From the beginning of Allison Hadley’s search for a home this spring, Johnson County houses were flying off the market.

Hadley, 33, grew up in Overland Park and wanted to move back from Durham, North Carolina, to practice medicine here. But the cost of travel and the speed of the real estate market left her in an unusual predicament: She had to buy her house sight unseen.

The day a four-bedroom home hit the market, her father and her real estate agent set out for a tour, with Hadley present only via FaceTime. Within hours, she and four others put in offers, but she beat them out by paying $10,000 above the $335,000 asking price and letting the previous owner off the hook for any needed repairs.

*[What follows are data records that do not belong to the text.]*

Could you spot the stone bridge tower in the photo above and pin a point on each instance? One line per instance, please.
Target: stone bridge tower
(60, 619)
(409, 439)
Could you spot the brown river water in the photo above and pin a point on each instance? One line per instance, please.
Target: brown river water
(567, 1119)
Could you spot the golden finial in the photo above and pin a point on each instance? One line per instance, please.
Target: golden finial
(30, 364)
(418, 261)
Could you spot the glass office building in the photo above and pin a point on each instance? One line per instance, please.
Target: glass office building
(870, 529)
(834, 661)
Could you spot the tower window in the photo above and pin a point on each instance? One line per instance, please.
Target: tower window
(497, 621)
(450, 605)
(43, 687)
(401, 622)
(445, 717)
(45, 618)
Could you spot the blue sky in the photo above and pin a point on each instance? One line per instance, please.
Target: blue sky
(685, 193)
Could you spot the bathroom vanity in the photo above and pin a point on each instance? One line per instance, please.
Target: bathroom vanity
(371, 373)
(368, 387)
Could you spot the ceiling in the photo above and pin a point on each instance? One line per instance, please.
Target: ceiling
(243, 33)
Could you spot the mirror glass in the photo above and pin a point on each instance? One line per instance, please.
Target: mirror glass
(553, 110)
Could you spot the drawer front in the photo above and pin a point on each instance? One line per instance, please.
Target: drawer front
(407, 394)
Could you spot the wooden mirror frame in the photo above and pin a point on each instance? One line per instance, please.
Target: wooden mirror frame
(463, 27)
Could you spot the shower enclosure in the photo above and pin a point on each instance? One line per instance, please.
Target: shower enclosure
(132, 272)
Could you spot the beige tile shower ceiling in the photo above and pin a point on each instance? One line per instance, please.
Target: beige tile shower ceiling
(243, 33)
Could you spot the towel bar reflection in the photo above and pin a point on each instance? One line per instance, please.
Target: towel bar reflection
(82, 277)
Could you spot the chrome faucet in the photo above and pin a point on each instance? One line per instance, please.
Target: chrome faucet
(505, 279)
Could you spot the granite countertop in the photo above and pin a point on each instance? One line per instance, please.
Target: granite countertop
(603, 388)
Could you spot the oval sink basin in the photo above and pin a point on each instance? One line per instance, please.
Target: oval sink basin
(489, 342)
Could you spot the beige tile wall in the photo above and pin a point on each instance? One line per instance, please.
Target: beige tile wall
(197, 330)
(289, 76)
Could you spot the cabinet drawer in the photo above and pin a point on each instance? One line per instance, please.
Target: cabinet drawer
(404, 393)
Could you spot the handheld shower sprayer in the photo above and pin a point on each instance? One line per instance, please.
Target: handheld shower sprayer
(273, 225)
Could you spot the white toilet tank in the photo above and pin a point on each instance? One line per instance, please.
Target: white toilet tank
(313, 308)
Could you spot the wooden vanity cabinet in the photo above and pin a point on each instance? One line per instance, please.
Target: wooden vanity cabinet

“The first time I saw the house was actually — we drove through the night from Durham straight to the home,” Hadley said. “We left Durham at like 6 p.m. … and came straight to the home. My mom met us here because my dad and his best friend were driving the truck with all of our stuff.”

Realtors across the Kansas City metro area say that kind of story is increasingly common as high demand and low inventory drive up both prices and speed of home sales here.

Data from the Kansas City Regional Association of Realtors shows the average home price reached $229,306 in November, a 4.6% increase over the average in November 2018. At the same time, the average days homes remained on the market dropped 4.8% to 40 days.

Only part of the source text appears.